Mala Maini, a co-author on that paper and an immunology professor at University College London, says that their work also hints that the host immune response might reveal infections that a PCR test would never see. The team identified a subset of individuals exposed to SARS-CoV-2 who kept testing negative on PCR tests but showed an increase in IFI27 activity. Further lab tests found that these patients’ T cells, as compared with T cells from people who had never been infected, were more responsive to the virus. According to Maini, that activity may have quashed the infection before SARS-CoV-2 became entrenched enough to show up in the standard tests.
That immune-system signal—the boost in IFI27 activity—is not specific to the coronavirus, though. It also appears in response to other infections, including rhinovirus and influenza, Noursadeghi said, and that lack of specificity makes it much less useful as a diagnostic. On the upside, though, viral variants with new mutations may be less likely to evade an immune-system test than one based on antigens or PCR. Tests that look at a person’s immune response might even catch some brand-new pathogenic species that scientists have never seen before.
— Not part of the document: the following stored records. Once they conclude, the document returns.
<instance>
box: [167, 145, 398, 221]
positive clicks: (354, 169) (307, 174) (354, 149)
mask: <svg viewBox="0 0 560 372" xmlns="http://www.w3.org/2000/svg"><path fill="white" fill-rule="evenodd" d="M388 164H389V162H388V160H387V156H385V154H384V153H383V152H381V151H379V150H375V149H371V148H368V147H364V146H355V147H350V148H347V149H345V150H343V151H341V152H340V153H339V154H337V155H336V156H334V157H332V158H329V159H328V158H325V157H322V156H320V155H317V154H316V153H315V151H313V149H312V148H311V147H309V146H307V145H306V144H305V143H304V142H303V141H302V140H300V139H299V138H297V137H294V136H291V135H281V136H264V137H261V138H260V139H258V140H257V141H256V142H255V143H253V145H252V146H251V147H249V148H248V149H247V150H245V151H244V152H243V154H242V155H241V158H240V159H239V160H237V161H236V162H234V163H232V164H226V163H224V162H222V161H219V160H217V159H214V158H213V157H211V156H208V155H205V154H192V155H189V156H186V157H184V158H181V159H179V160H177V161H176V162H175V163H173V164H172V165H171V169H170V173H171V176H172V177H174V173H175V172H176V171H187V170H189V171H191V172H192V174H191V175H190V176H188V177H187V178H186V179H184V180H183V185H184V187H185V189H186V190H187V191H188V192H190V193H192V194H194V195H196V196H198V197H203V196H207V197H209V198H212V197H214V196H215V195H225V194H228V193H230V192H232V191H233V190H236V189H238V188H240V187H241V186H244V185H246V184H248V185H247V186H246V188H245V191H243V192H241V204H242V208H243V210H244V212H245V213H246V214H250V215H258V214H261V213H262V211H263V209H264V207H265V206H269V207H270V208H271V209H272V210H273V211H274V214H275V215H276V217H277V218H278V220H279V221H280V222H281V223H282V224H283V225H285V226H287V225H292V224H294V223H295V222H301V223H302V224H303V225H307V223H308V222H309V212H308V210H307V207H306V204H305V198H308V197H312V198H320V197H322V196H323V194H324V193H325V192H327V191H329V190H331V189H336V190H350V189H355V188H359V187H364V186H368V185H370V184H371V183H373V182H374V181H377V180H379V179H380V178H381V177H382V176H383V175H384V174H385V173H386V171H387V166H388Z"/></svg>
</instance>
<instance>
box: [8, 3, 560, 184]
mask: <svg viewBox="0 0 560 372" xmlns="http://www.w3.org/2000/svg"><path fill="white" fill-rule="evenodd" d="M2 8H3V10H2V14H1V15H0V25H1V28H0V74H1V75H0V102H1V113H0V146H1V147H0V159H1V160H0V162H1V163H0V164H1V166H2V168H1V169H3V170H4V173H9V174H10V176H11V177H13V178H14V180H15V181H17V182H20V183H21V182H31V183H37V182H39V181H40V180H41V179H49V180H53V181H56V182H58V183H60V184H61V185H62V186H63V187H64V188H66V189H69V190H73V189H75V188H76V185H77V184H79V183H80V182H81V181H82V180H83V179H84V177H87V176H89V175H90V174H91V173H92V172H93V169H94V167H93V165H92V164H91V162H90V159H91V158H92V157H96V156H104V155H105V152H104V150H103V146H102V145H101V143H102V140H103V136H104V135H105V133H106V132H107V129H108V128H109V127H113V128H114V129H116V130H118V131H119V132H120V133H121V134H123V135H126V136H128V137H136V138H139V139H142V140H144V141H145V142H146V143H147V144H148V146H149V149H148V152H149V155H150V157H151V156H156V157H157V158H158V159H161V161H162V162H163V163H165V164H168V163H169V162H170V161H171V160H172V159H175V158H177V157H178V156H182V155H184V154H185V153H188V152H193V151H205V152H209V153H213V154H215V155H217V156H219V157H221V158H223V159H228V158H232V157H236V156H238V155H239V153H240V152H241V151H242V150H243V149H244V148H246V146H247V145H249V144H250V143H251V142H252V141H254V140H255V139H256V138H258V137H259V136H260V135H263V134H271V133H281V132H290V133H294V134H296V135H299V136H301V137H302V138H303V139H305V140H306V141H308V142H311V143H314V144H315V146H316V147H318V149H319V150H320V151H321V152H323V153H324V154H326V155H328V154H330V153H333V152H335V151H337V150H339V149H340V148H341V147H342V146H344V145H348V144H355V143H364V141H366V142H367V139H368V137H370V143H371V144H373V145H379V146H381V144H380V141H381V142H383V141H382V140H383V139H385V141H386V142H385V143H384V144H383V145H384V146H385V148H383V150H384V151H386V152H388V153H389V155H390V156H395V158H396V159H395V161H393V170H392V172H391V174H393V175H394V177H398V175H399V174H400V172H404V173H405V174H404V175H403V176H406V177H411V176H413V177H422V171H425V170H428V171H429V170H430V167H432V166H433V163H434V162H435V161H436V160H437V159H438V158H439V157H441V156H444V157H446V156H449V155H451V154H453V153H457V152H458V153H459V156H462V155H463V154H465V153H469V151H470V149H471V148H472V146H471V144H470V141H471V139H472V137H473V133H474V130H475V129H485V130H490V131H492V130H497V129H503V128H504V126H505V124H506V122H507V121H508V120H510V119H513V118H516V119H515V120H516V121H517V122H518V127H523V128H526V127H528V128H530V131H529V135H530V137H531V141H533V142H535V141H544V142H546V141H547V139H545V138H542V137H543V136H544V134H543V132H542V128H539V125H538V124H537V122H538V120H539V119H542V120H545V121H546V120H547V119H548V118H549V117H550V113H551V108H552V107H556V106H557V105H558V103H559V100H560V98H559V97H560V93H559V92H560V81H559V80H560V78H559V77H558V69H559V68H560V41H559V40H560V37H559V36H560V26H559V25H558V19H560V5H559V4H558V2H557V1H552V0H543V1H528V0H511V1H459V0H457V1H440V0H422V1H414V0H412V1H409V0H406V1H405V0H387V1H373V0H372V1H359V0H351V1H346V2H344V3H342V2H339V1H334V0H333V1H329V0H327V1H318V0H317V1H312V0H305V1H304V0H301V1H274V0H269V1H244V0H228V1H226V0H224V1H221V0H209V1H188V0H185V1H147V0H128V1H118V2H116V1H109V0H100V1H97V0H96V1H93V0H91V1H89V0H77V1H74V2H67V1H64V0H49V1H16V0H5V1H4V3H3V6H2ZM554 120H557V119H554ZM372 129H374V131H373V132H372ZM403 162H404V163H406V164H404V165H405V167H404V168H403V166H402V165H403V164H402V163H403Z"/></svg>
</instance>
Many scientists see tests of the host immune response as a complementary approach to existing testing technologies. Some researchers are bolder in their vision. Khatri is convinced that tests to track the host immune response will become far more widespread. “I think 10 years from now we will not be doing nasal swabs,” he told me. “We will be doing tests like this.” Yet there’s reason to doubt whether they would work for everyone. People who are immunocompromised or have a chronic inflammatory disease might not show the same immune-gene signatures in response to infection as the general population. The same could hold for infants and seniors too. Even so, a new method of testing would be a welcome addition to any infectious-disease doctor’s arsenal, and could provide another way to confirm a diagnosis as well as greater confidence in knowing when you’re really sick. In a pandemic rife with uncertainty, that could help.